(no subject)

Oct 10, 2004 03:54

well, i made an update earlier, but it dissapeared completely. kind of like i want to do sometimes.

i basically wrote that derek broke up with me. he did it completely unexpectedly and it really hurt. he said that he needed some time to be by himself and that he could not open up to people easily. i really think it was a batch of fuck that was just his shitty/easy to get out of way of getting rid of me. he acts completely different around me now. it's kind of like he is afraid of me. like afraid of getting too involved with someone who can take care of him and make him think about things that matter. it hurts me so much that people can just throw me away like i don't even matter. it's like we had nothing together to him. it's like he has just forgotten all of the words that i have said to him and moreover, he has forgotten the words HE has said to me. so i have made a decision. i will make myself happy. i will work on all the parts of me that i can't stand. i will be a very unselfish person who is sort of selfish at the same time. if that makes any sense at all. it does to me. i want to make people happy. i want to be that person who takes care of the people she really cares about and knows she needs to hold onto. i love my sister. she takes care of me and i want to give that back to her. i know she'll read this and i want her to know that. i would also like everyone to know that i have the most fabulous friends who LOVE me.

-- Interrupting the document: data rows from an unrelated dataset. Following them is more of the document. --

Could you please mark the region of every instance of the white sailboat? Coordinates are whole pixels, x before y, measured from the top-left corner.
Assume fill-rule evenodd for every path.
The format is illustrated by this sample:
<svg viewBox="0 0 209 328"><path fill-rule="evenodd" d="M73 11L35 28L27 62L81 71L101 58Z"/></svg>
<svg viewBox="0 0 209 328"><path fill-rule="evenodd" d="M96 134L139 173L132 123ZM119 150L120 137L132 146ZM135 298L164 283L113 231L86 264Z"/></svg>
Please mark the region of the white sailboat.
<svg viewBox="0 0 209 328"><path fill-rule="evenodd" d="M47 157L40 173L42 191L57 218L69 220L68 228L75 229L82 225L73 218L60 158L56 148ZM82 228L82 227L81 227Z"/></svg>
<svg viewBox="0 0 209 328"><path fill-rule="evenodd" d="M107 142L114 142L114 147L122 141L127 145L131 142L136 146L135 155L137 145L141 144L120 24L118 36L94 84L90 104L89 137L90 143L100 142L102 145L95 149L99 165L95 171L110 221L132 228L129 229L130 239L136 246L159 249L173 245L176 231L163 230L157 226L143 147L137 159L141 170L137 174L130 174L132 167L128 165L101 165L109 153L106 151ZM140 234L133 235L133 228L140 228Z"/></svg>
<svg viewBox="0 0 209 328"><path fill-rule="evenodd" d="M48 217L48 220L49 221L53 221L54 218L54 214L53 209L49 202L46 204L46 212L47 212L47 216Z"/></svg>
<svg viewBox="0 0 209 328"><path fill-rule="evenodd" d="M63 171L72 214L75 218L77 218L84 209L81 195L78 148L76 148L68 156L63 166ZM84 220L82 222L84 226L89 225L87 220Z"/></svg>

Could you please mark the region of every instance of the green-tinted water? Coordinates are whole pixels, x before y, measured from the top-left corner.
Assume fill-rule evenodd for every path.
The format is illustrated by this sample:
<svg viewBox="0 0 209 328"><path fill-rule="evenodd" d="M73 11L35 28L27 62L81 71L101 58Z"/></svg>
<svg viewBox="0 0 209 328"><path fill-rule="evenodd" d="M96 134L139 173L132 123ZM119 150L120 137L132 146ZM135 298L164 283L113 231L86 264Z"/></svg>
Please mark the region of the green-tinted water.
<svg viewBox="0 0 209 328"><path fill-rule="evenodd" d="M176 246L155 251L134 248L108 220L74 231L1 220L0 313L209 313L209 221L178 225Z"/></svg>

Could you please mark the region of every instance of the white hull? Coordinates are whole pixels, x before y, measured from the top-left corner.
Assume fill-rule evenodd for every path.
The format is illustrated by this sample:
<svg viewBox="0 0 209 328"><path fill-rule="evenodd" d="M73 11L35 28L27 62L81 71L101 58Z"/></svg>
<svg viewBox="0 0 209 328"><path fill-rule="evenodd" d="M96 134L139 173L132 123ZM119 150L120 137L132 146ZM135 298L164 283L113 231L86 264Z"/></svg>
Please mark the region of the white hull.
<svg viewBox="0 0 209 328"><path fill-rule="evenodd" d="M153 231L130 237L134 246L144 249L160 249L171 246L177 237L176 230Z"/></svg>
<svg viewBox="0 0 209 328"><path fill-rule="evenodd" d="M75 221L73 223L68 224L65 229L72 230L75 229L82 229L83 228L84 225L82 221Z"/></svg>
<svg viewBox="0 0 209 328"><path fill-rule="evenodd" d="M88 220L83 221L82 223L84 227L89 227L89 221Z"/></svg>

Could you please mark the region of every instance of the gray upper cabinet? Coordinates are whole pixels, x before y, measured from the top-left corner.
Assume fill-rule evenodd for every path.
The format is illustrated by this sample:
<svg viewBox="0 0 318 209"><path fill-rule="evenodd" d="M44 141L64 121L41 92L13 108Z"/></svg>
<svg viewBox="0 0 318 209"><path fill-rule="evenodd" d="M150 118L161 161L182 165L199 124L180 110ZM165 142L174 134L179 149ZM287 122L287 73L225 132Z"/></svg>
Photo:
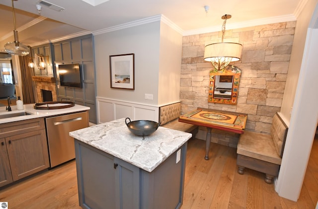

THEY LOVE ME. they are really caring people who will stay at your house until 4 am and try desperately hard to make you feel better. alex even let me cut her hair. just so i can feel better. i did a really good job, too!!! i was so proud of myself. it's amazing because i haven't been proud of myself for so long. it's been way too long. it feels good. so i love my friends. i only have a very few but quality is always definately better than quantity. always.

so. there it is. that is my new undertaking. i try to be as successful as possible.